The troika fled outside.

“It’s all your fault!” Julia said and gave Tata a cuff around the head.

It was getting dark over the boulevard, and the sound of a brass band could be heard from behind the trees. Despite the cold weather, the rink on Chistye Prudy was crowded with skaters.

“What do you think? Shall we keep going?” asked Tata, her teeth chattering.

“She said she wasn’t afraid to go ‘round houses on her own,” said Julia to her friend. “Didn’t she?”

“Yes, she did!” Inessa nodded.

Tata was taken aback. “What do you mean ‘on my own’? Vadik said that the three of us should work as a team.”

“She’s a ‘fraidy cat,’” snorted Inessa scornfully. “When we go camping, she’ll probably start crying for her mommy.”

“I’m not afraid!” Tata protested. “I can go ‘round houses on my own!”

“Well, let’s see you do it then,” taunted Julia. “Do you see that house with the turret? Go and find out if there’s anyone living there who can’t read or write.”
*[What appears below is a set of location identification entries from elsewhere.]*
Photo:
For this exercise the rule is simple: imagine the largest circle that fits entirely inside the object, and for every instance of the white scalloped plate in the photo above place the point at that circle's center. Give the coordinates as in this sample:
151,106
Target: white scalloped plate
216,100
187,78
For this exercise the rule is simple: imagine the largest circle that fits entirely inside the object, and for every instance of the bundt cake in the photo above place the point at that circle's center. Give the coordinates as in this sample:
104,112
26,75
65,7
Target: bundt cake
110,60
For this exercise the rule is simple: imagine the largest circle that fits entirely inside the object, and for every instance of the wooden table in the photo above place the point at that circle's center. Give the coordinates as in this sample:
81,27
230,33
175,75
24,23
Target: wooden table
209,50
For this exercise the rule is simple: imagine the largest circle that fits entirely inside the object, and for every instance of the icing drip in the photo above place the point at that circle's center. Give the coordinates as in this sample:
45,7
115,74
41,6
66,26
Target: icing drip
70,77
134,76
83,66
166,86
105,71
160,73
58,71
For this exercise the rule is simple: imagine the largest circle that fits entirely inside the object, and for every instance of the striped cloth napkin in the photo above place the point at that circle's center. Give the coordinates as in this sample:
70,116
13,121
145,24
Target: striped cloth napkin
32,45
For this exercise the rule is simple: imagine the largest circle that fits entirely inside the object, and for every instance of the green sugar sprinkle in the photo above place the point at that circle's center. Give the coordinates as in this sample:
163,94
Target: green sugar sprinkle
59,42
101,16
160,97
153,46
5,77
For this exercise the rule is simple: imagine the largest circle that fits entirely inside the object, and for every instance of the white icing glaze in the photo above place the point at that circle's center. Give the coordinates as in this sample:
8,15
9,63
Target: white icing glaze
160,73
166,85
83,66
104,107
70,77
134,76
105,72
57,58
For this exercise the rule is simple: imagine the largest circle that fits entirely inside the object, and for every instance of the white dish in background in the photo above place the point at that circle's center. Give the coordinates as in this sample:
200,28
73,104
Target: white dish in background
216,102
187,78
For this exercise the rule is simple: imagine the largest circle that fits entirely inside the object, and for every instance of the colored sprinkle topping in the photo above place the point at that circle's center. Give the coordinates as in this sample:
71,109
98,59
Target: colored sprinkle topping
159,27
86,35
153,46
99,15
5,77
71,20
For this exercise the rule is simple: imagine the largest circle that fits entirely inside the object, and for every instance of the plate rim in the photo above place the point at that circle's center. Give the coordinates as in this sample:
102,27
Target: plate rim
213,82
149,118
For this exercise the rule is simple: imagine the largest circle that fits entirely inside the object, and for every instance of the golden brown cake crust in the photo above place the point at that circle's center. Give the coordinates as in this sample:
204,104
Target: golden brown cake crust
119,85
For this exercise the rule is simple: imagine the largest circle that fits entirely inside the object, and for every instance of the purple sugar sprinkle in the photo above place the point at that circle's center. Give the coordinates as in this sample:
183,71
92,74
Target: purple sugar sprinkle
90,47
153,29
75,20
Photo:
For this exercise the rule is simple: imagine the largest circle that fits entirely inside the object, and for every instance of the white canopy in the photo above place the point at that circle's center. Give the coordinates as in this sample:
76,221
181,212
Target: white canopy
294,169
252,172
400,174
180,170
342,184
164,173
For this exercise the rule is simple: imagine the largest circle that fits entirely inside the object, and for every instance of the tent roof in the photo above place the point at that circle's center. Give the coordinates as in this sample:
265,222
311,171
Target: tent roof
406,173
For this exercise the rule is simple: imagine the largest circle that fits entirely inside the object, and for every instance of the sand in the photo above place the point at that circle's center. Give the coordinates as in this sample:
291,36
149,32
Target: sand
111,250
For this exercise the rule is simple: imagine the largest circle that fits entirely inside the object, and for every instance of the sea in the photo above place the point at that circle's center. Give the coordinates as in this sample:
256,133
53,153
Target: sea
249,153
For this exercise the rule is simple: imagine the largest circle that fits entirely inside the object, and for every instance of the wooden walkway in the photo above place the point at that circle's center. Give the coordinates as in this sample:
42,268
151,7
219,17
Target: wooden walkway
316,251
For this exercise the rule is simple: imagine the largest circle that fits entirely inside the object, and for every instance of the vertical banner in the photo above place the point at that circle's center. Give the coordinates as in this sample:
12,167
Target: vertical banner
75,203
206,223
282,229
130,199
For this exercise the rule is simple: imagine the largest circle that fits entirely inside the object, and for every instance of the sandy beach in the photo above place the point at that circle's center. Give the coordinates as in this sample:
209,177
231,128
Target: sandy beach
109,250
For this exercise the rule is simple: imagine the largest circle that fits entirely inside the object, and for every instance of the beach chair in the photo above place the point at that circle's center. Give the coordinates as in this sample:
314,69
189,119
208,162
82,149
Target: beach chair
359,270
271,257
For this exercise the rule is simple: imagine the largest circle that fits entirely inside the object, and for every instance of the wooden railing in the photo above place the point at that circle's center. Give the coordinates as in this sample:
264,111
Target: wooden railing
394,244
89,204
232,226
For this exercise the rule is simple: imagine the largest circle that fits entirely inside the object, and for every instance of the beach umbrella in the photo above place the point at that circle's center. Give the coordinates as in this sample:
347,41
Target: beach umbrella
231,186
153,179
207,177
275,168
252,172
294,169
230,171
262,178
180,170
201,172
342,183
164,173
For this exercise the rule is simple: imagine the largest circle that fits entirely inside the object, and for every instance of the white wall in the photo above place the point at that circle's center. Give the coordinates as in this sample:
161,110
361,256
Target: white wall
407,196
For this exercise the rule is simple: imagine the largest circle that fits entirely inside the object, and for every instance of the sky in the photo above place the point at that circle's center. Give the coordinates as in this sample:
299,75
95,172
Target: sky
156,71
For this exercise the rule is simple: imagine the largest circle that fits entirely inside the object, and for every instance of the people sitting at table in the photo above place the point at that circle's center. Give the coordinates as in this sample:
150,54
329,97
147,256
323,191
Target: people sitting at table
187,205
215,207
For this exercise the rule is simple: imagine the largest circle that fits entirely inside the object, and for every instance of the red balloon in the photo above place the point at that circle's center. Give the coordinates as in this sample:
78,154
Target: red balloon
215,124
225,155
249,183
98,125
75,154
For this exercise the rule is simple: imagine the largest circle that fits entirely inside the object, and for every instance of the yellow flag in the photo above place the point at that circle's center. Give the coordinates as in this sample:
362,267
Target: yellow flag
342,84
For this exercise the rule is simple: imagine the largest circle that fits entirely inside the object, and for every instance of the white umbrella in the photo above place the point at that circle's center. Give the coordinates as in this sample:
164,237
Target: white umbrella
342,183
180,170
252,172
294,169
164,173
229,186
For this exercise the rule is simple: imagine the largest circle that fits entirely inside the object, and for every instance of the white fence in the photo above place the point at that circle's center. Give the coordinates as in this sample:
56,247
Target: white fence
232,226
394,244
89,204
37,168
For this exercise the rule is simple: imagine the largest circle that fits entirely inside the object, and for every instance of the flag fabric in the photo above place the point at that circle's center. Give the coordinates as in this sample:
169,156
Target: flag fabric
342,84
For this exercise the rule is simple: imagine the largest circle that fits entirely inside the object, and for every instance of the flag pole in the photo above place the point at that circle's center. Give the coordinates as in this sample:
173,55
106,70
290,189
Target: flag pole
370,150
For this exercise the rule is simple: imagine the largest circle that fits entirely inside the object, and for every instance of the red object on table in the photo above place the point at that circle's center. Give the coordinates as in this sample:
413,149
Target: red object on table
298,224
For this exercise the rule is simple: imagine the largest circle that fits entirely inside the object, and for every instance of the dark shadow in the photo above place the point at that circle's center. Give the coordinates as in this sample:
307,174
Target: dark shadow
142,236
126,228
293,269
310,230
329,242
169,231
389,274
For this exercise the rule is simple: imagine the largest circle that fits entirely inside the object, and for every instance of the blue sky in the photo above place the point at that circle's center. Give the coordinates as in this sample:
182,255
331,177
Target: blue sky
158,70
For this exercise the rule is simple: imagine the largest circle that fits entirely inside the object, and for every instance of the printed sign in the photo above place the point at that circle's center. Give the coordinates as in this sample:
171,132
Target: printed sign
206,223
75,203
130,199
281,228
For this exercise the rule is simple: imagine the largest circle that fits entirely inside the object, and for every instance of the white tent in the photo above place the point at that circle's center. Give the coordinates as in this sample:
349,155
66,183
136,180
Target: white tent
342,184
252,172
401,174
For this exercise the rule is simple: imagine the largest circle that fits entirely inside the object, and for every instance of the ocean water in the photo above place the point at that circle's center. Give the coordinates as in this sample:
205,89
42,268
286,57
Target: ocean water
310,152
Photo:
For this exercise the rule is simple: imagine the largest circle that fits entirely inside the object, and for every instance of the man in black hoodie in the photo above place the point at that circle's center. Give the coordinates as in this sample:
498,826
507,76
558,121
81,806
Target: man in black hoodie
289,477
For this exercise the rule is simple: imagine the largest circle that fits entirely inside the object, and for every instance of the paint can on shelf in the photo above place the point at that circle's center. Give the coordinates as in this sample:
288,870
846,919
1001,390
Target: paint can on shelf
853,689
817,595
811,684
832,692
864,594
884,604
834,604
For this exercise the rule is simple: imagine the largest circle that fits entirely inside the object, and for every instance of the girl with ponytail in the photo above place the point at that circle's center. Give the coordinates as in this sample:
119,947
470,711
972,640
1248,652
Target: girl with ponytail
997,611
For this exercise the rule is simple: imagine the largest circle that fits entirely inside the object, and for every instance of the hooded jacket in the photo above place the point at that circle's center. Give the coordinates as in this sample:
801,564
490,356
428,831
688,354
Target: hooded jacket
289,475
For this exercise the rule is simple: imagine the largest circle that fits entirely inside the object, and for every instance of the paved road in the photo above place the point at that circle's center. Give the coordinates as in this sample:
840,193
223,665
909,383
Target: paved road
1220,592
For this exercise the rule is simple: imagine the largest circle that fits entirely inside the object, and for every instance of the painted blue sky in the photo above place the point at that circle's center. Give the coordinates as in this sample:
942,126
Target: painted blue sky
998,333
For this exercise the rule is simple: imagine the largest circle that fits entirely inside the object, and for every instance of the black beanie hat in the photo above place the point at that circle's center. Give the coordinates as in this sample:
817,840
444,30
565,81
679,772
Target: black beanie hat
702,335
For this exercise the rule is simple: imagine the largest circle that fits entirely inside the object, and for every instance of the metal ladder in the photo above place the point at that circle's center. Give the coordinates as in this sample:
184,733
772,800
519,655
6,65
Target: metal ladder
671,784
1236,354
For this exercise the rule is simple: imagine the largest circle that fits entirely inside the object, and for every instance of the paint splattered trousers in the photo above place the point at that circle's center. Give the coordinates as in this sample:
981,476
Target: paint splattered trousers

There was nothing for it. Hunching miserably, Tata shuffled toward her doom.

2

At the gate, Tata was met by a man with a ginger toothbrush mustache.

“I know just the person you need,” he said,\ when Tata told him she was looking for anybody who could not read and write. “Come with me.”

He took her across the yard and shown her the entrance door. “Go up one flight of stairs,” he said. “There’s only one apartment. It’s impossible to miss.”

Tata felt like a terrible fool. Luckily, she had a piece of paper with a speech on it, dictated by Julia. Without it, she would have been unable to say a word.

She reached the apartment, rang the doorbell, and when the door opened, she began to read aloud, unable to look the tenant in the eyes.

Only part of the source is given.